Dan Maharry

Writing about web development since 1997

DDD East Anglia in Review

And so it was that, inspired by the grand prix at Silverstone, we found ourselves pelting towards Cambridge at somewhat naughty speeds for the debut DDD East Anglia. A glorious day it was with good weather, good talks and good meets with friends and new faces alike. The rooms were perhaps a little stuffy but that small gripe aside, Phil Pursglove and crew deserve a massive vote of thanks for organising it all, the staff at the Cole Hauser forum (not named after the actor) for the food and drink, and the speakers for the sharing of their knowledge.

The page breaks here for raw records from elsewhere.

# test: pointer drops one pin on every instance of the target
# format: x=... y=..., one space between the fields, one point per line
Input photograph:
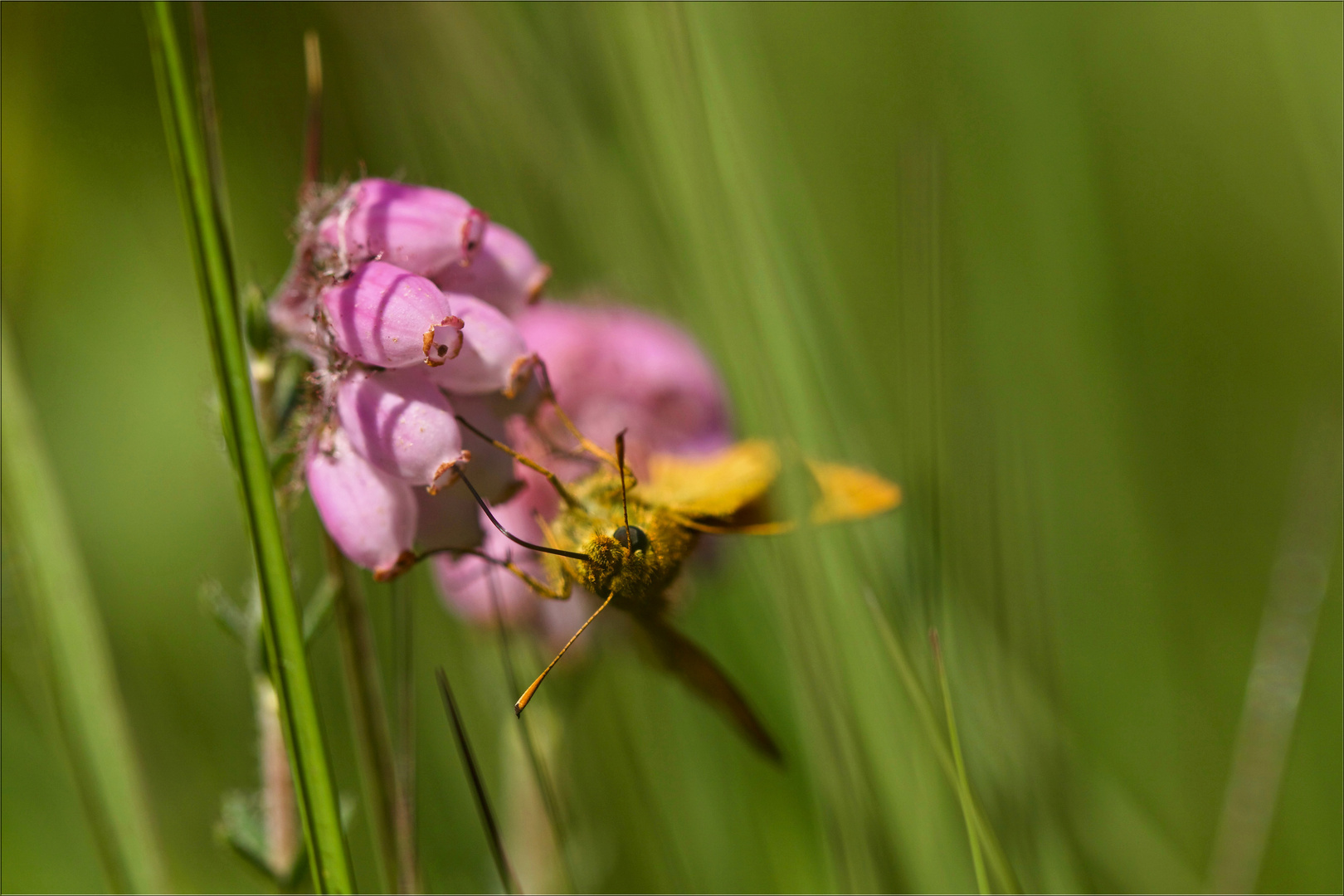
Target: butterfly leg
x=528 y=462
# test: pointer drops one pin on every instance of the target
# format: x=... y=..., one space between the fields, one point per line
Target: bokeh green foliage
x=1070 y=275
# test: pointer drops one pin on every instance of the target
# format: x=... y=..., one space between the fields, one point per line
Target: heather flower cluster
x=416 y=309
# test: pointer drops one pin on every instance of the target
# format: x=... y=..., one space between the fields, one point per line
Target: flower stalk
x=207 y=234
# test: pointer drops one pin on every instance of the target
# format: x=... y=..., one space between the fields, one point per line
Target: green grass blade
x=986 y=837
x=80 y=668
x=962 y=785
x=483 y=800
x=207 y=236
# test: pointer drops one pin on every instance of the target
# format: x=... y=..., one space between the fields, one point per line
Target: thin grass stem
x=207 y=236
x=403 y=670
x=483 y=801
x=962 y=783
x=995 y=853
x=550 y=802
x=74 y=649
x=368 y=712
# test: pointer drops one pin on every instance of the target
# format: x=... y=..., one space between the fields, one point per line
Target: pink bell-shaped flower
x=401 y=423
x=390 y=317
x=505 y=273
x=494 y=356
x=368 y=514
x=418 y=229
x=616 y=368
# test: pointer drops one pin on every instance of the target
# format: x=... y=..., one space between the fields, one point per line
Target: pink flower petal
x=505 y=273
x=368 y=514
x=494 y=356
x=418 y=229
x=388 y=317
x=401 y=423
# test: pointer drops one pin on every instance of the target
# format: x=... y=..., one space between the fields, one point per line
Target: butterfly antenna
x=544 y=377
x=527 y=694
x=511 y=536
x=626 y=509
x=526 y=461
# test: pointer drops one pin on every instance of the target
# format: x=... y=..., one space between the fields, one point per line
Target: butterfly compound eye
x=632 y=538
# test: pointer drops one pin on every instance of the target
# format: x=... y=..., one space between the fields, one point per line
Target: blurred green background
x=1071 y=275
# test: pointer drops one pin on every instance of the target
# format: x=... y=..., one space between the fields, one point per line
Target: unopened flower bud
x=390 y=317
x=420 y=229
x=494 y=356
x=368 y=514
x=505 y=273
x=401 y=423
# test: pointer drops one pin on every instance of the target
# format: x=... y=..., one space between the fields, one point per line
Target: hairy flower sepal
x=418 y=229
x=401 y=423
x=388 y=317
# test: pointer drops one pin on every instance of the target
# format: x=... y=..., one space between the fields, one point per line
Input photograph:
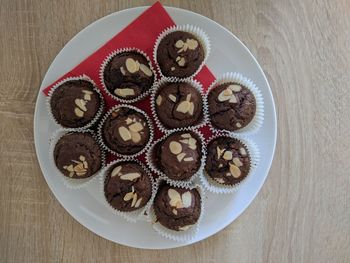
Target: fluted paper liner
x=130 y=216
x=215 y=187
x=195 y=84
x=109 y=57
x=71 y=183
x=179 y=236
x=95 y=88
x=199 y=33
x=172 y=182
x=258 y=118
x=100 y=131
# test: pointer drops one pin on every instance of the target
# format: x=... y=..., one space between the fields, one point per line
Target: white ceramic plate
x=228 y=54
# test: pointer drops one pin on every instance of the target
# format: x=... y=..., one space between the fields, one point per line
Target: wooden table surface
x=302 y=213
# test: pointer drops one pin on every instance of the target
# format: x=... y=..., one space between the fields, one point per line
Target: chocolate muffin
x=180 y=54
x=177 y=208
x=178 y=105
x=179 y=155
x=77 y=155
x=228 y=161
x=126 y=131
x=128 y=75
x=231 y=106
x=127 y=186
x=75 y=103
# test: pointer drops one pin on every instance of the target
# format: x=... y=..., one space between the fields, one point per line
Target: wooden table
x=302 y=213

I was able to attend four sessions today as well as the grok talks which I presented with Dave Sussman and Richard Dutton.

More...

DDD Southwest Session Notes 4 : Redis Is the New Black

The final session of my day at DDD Southwest was an introductory talk by Chris Hay about Redis, “an open-source advanced key-value store”. It introduced Redis, looked at some of the basic features and commands and their possible applications. There’s full documentation of all Redis commands here.

So What Is Redis then?

Released on April 10 2009 Salvatore Sanfilippo (@antirez)
Open source, sponsored by VMWare

It is an open source, in-memory key value data store, which does more than just keys and values. (so NoSQL with knobs on.) It also does sets, lists & counters. It was written in C by Salvatore Sanfilippo (@antirez) and is very very fast. Comparisons by use as a cache server would include AppFabric& memcached. It is used by stackoverflow, reddit, & others.

Redis runs on Linux. There is a WIndows build-ish, but use Linux.

Redis is a server – you use a client or a client API library connect to it. A command-line client is installed wit the server, but there are many thrid party redis clients – listed here. For .NET developers, there are two good options.

Booksleeve uses a lot of clever async stuff with Task<T> but the demos all used ServiceStack.Redis because it is easier to work with and simpler to read.

Working with KEYS

There are three redis commands to work with key value pairs – SET, GET & EXPIRE

redis-cli SET MyKey "Hello World"
redis-cli GET MyKey
redis-cli EXPIRE MyKey 10  <- after 10 seconds

In C#

using ServiceStack.Redis;

using (var cli = new RedisClient(IPaddress))
{ 
  ViewData[MyKey] = cli.Get<string>("MyKey"); 
  // cli.Set<string>("MyKey", "Hello World");
  // cli.Expire("MyKey",10);
}

Redis Keys are useful for Caching and Sessions. There is a Microsoft session provider written for use against redis. (SQL Server provider really sucks)

Working with COUNTERS
Commands: increment, decrement, increment by, decrement by

Default increment is 1

redis-cli incr  aCounter 
redis-cli decr  aCounter 
redis-cli incrby aCounter 2 
redis-cli decrby aCounter 2

Redis runs on a single thread so it is completely thread-safe. incr, decr ain't going to produce clashes and same results for same things. Counters useful for web page hit counters, perf counters, analytics, unique ids, sequences etc.

Working with SETS
Commands: sadd, smembers, srem

SADD MySet C   (adds C to MySet) 
SMEMBERS MySet (gets the members of MySet) 
SREM MySet C   (removes C from MySet)

Remember that sets are unordered and all members are unique. The power of sets comes in the set arithmetic

SUNION MySet1 MySet2 
SDIFF MySet1 MySet2
SINTER MySet1 MySet2

You can find the rest of the commands here.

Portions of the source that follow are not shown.